Waits for the completion of the input in the Flow Graph, meaning all tasks created by each node and related to input are executed, and no related objects remain in any buffer within the graph.
Returns: true.
template <typename Input, typename Output, typename Policy>
bool function_node<Input, Output, Policy>::try_put_and_wait(const Input& input)
Effects: If the concurrency limit allows, executes the user-provided body on the incoming message input. Otherwise, depending on the Policy of the node, either queues the incoming message input or rejects it.
Waits for the completion of the input in the Flow Graph, meaning all tasks created by each node and related to input are executed, and no related objects remain in any buffer within the graph.
Returns: true if the input is accepted, false otherwise.
template <typename T>
bool overwrite_node<T>::try_put_and_wait(const T& input)
Effects: Stores input in the internal single-item buffer and broadcasts it to all successors.
Waits for the completion of the input in the Flow Graph, meaning all tasks created by each node and related to input are executed, and no related objects remain in any buffer within the graph.
Returns: true.
template <typename T>
bool write_once_node<T>::try_put_and_wait(const T& input)
Effects: Stores input in the internal single-item buffer if it does not contain a valid value already.
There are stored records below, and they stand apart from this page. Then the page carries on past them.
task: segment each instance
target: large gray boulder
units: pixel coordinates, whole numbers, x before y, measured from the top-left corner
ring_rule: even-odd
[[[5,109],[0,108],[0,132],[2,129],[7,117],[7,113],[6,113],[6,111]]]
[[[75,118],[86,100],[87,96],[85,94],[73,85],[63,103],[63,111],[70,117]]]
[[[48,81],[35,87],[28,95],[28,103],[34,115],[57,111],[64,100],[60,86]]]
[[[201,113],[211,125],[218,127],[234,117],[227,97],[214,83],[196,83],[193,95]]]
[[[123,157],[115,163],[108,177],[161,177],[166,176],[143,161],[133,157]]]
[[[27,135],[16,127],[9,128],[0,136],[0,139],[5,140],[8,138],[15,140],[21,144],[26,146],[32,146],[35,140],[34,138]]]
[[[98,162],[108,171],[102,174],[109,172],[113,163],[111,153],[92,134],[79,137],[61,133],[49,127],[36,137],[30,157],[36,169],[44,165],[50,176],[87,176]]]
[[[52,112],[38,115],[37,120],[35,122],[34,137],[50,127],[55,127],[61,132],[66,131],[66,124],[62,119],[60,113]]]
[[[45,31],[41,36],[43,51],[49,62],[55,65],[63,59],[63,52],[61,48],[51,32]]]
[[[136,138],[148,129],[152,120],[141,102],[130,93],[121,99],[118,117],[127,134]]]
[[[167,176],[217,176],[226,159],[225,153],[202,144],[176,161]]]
If a new value is set, the node broadcasts it to all successors.
Waits for the completion of the input in the Flow Graph, meaning all tasks created by each node and related to input are executed, and no related objects remain in any buffer within the graph.
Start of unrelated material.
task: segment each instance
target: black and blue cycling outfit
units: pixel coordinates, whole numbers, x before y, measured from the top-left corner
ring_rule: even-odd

Returns: true for the first time after construction or a call to clear().
template <typename T>
bool buffer_node<T>::try_put_and_wait(const T& input)
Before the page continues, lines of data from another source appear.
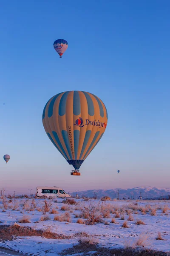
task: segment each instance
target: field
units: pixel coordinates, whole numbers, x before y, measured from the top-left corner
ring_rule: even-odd
[[[5,198],[0,247],[40,256],[170,255],[170,209],[168,201]]]

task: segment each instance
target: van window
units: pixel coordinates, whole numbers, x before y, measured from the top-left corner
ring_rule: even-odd
[[[58,193],[58,189],[55,189],[54,190],[52,190],[51,193],[52,194],[57,194],[57,193]]]

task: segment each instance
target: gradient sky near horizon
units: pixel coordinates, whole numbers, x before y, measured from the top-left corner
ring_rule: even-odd
[[[1,2],[0,189],[170,186],[170,9],[168,0]],[[47,101],[72,90],[97,95],[108,114],[80,177],[42,121]]]

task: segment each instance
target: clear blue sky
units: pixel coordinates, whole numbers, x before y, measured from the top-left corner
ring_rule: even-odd
[[[168,0],[1,2],[0,188],[170,186],[170,9]],[[42,122],[47,101],[70,90],[96,94],[108,113],[80,177]]]

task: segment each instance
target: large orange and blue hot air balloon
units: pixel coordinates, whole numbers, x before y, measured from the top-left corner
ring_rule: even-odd
[[[64,39],[57,39],[53,44],[53,46],[56,52],[59,54],[60,58],[62,58],[62,55],[68,48],[68,43]]]
[[[7,163],[8,162],[10,159],[10,156],[9,156],[9,155],[5,155],[4,156],[3,156],[3,159],[6,162],[6,163]]]
[[[103,136],[108,113],[103,102],[95,95],[69,91],[57,94],[47,102],[42,122],[51,142],[78,170]]]

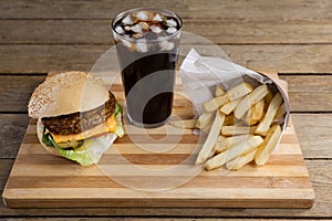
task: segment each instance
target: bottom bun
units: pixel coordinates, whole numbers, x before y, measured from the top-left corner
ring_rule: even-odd
[[[41,119],[38,119],[38,122],[37,122],[37,136],[38,136],[38,139],[39,139],[40,144],[43,146],[43,148],[45,148],[45,150],[48,150],[48,152],[61,157],[58,149],[55,149],[54,147],[49,147],[42,141],[43,131],[44,131],[44,125],[41,122]]]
Effects: Adds input to the set of items managed by the node and tries forwarding it to a successor.
Waits for the completion of the input in the Flow Graph, meaning all tasks created by each node and related to input are executed, and no related objects remain in any buffer within the graph.
Returns: true.
template <typename T>
bool queue_node<T>::try_put_and_wait(const T& input)
Effects: Adds input to the set of items managed by the node and tries forwarding the least recently added item to a successor.
Waits for the completion of the input in the Flow Graph, meaning all tasks created by each node and related to input are executed, and no related objects remain in any buffer within the graph.
Returns: true.
template <typename T, typename Compare>
bool priority_queue_node<T>::try_put_and_wait(const T& input)
Effects: Adds input to the priority_queue_node and attempts to forward the item with the highest priority among all items added to the node but not yet forwarded to the successors.
Waits for the completion of the input in the Flow Graph, meaning all tasks created by each node and related to input are executed, and no related objects remain in any buffer within the graph.
Returns: true.
template <typename T>
bool sequencer_node<T>::try_put_and_wait(const T& input)
Effects: Adds input to the sequencer_node and tries forwarding the next item in sequence to a successor.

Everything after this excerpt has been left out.